Nursing Times’ student nurse blogger Katrina Michelle Rowan on going back to school.
It is my daughters first day at primary school tomorrow and I have found myself surprisingly emotional about it.
My daughter is very excited about starting school. She has had her uniform laid out ready for almost a week. She has chosen her pencil case (a pink one) and her pencils (tinkerbell ones), she has got her plimsolls for PE and her gym kit all ready for the big day.
She spent ages choosing which lunch box she wanted and which drink cup to go with it. She has told us what she wants in her packed lunch, her favourite sandwiches are tuna, and that she wants cucumber and carrot sticks as well. She was disappointed about not being allowed chocolate in her lunch box though! She has been talking about srtating school for so long now and finally tomorrow, the big day will be here.
I, on the other hand, feel like I’m losing something.
For the past few years she has been at nursery. The luxury of nursery has been that if I had a day off, or I finished early, I have been able to pick her and her brother up when I wanted to. I could take them out to the park, or for an ice-cream or to go swimming if I didn’t want to send them in to nursery, I didn’t have to. Now, all of a sudden I’m losing that luxury. Its almost like my child is out of my control, she’s in the school system - she’s caught up in something bigger.
I can’t keep her off for the day now should I want to. I can’t get to spend the time with her that I want. School hours will dictate her days. I think that my daughter starting school has made me realise just how much she has grown, she is no longer a baby, or a toddler, she is now a school girl. As much as I am looking forward to seeing how she develops and the wonderful, funny, quirky little lady that she will grow into, a part of me has just realised that one of the most special parts of her younger life has passed in what seems like no time at all.
I’m sure she will have a brilliant time at school and make plenty of friends. I’m certain the emotions I am feeling now will subside as I grow even more prouder of her as she learns to read and write, as she learns maths and hopefully becomes better at languages and geography than I ever was.
I never for a minute thought I would find starting school such an emotional experience. I was expecting nerves and plenty of questions from my daughter but she seems to have taken it all in her stride and is remarkably unconcerned about it. Her little brother has asked more questions than she has!
So tomorrow, when we take her in for the first time, I have promised myself that I won’t cry till she’s gone into the classroom and can’t see me and I will look forward to picking her up again at midday and hearing all about her first day.

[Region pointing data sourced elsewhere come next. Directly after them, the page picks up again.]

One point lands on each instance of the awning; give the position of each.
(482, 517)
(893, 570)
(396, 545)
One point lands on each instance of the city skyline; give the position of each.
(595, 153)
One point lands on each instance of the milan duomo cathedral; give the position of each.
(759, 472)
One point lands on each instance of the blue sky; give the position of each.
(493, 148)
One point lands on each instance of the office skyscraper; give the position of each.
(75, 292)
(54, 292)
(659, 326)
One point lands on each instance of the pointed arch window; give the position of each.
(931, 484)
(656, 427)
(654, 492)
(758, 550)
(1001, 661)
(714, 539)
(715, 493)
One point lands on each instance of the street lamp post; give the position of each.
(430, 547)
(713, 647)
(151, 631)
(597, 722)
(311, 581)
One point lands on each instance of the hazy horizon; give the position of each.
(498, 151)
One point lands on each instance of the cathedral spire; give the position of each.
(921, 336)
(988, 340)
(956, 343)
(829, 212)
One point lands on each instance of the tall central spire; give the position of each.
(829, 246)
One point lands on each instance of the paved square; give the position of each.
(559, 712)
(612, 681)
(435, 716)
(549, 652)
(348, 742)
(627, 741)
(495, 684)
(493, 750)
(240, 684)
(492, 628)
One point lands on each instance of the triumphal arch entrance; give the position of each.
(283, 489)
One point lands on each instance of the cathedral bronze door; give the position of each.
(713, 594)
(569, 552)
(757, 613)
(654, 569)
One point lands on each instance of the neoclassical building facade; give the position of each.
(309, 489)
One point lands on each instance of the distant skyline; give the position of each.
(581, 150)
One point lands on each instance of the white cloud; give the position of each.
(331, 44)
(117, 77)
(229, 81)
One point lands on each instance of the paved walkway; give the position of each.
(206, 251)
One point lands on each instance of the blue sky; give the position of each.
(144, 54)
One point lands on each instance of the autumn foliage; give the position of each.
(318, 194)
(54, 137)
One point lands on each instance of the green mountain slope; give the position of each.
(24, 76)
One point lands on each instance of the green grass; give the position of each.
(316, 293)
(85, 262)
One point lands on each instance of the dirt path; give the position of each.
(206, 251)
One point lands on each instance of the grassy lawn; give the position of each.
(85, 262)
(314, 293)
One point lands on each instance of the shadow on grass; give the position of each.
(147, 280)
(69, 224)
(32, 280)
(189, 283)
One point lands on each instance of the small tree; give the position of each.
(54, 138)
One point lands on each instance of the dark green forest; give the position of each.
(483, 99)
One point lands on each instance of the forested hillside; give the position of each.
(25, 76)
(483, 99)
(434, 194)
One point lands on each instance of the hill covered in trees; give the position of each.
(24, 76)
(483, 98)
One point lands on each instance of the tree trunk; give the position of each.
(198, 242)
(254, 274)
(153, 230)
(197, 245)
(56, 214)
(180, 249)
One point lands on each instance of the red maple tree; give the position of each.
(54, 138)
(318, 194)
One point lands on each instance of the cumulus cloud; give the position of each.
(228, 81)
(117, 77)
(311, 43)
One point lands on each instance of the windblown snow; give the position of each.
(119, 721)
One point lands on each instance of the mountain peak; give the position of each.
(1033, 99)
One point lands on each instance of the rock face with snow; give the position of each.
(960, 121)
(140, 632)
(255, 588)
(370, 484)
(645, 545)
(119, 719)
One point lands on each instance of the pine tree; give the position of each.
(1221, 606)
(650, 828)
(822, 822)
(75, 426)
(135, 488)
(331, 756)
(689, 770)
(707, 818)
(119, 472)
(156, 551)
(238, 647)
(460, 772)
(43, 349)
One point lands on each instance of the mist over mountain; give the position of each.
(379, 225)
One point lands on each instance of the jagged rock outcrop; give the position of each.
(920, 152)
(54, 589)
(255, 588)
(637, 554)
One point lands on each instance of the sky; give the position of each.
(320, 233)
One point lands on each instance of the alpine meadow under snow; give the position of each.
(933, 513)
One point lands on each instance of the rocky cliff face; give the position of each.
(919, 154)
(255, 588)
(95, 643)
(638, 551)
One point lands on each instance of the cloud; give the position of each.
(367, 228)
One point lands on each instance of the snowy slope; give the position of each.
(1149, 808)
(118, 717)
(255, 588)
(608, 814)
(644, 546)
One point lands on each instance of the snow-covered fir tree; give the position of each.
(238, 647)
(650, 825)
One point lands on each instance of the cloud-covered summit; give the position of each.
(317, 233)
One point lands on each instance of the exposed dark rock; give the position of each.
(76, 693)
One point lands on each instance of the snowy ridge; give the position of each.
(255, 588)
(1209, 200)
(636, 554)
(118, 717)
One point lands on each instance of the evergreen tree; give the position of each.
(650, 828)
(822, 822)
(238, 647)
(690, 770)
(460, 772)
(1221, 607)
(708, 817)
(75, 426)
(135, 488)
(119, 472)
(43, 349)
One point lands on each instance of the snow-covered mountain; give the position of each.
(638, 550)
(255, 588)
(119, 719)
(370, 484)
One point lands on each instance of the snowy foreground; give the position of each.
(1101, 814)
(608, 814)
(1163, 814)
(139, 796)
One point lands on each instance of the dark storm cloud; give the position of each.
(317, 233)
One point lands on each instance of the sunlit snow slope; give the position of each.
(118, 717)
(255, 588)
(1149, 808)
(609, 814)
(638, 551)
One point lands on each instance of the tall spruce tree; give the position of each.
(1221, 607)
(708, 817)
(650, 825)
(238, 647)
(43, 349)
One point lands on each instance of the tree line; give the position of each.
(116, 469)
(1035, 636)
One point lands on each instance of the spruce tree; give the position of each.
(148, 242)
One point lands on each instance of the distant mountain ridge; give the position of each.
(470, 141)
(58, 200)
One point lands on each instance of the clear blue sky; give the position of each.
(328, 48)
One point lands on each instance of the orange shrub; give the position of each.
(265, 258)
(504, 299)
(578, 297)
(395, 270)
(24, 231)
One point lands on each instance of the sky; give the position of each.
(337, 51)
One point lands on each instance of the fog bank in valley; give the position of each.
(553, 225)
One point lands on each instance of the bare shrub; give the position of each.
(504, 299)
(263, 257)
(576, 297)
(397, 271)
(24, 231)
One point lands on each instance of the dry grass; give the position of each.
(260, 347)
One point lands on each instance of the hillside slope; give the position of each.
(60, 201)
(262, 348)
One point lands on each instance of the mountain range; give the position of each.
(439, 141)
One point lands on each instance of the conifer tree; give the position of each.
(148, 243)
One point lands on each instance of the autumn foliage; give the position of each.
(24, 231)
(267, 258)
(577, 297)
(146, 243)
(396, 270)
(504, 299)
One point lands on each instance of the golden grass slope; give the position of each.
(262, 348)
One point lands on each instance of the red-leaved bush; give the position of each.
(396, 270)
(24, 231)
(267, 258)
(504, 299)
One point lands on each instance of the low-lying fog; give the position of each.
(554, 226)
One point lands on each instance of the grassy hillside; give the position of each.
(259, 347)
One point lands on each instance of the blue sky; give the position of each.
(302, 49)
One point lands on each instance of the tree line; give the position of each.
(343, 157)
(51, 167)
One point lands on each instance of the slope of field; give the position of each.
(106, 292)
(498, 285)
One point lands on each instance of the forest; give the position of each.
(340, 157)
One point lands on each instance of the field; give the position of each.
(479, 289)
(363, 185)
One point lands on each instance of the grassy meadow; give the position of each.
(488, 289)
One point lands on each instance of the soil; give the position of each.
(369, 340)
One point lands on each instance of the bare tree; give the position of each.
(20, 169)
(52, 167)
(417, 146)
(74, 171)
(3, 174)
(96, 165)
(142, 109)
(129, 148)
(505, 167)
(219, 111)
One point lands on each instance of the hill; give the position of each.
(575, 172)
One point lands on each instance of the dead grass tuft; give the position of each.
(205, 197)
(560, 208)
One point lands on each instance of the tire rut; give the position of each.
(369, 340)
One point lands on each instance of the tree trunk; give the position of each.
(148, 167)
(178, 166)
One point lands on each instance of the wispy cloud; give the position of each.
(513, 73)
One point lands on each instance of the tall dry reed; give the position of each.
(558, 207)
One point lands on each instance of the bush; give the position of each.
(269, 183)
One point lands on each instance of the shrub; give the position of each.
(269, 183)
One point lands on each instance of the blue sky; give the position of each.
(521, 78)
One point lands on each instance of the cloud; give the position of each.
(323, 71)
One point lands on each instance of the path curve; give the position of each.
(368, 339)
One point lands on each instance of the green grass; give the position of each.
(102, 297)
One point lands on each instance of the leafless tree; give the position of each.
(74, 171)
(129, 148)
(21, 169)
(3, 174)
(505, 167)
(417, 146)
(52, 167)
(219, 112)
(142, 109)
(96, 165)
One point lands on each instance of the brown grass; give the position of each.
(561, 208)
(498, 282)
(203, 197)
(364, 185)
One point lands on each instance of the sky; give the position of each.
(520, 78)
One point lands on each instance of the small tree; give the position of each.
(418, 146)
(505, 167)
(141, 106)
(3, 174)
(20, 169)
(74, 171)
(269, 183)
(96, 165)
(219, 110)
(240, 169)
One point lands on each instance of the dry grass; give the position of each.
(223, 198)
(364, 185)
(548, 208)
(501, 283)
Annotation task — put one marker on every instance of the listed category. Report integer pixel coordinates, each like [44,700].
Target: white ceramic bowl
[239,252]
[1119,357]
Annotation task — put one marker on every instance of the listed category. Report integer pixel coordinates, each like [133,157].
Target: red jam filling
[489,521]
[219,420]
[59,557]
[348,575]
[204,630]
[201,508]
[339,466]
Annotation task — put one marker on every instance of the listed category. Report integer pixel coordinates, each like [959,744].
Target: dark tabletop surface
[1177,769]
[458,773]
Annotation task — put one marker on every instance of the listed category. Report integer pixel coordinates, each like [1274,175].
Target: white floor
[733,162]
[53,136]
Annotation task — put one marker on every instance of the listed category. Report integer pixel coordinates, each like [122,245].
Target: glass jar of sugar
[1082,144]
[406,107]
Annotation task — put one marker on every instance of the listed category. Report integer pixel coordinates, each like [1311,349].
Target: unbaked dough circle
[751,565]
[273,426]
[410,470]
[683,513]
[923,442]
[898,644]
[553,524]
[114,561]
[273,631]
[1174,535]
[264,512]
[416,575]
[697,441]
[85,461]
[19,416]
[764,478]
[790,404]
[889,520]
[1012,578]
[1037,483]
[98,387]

I also start my electives this week, where I can elect to spend time in an area I have not yet experienced or wish to gain an insight into. I have been looking forward to this ever since I found out we could request placements in areas of special interest. I have separated my electives into three placements of four weeks each.
For a brief time I considered going to London and spending four weeks at a trauma centre. Circumstances, finances and mostly the thought of being away from my family made me decide that London, although a fabulous opportunity, would not be best for me. So, my first four weeks I spend with the paramedics, the next four weeks are with the resus team and my final four weeks are at a walk in centre. I am really looking forward to these placements and hoping to gain some invaluable experience.
Best of all, not only do I get to spend 12 weeks doing placements that really interest me, I also get to go home to my family every night and hopefully my daughter will tell me all about the wonderful things she has done at school!